St. John’s Eve – for any fellow heathens who don’t know – is a religious holiday (celebrated on June 23rd) in honor of John the Baptist. St. John is famous for his wildness and zealousness, and those same qualities could be said to suffuse this story of a small village in Russia that is plagued by a strange man, Basavriuk, who seems to appear and disappear out of/into nowhere. Many believe him to be the devil incarnate. He tempts villagers with gifts that they are both afraid to refuse and accept, for if some trinket was accepted, “the next night some fiend from the swamp, with horns on his head, came and began to squeeze your neck, if there was a string of beads upon it, or bite your finger if there was a ring upon it, or drag you by the hair, if ribbons were braided in it.”

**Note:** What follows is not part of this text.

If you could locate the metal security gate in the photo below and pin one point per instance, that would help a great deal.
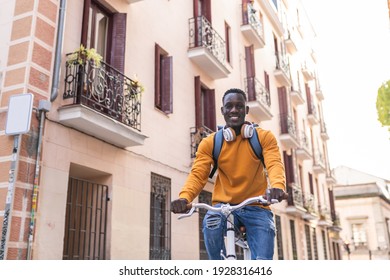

Enter a young man known as “Peter the Orphan,” a poor soul who labors for the Cossack, Korzh, who also happens to be the father of a lovely daughter, Pidorka. Gogol relates that “well, you know what happens when young men and maidens live side by side,” and the two youths, naturally, fall in love. Things are going okay until Korzh catches the unfortunate young lovers kissing, and Peter is promptly turned out and told never to show himself again.
Desperate about his lost love and concluding that he only lacks a fortune to be an acceptable suitor in the eyes of Pidorka’s father, who can Peter turn to? Basavriuk, of course. The story takes a horrific turn, which I will leave the interested reader to find out for himself – the story is available online at http://www.readbookonline.net/readOnLine/1048/
I liked the final lines of the story: “…all appears to be quiet now, in the place where our village stands; but it was not so very long ago… that I remember how a good man could not pass the ruined tavern which a dishonest race had long managed for their own interest…”
Have you read this story, or any others by Gogol? What do you think of the Russian authors? I admit I have become quite partial to them…
I own this story as part of my anthology “Great Short Stories of the World.”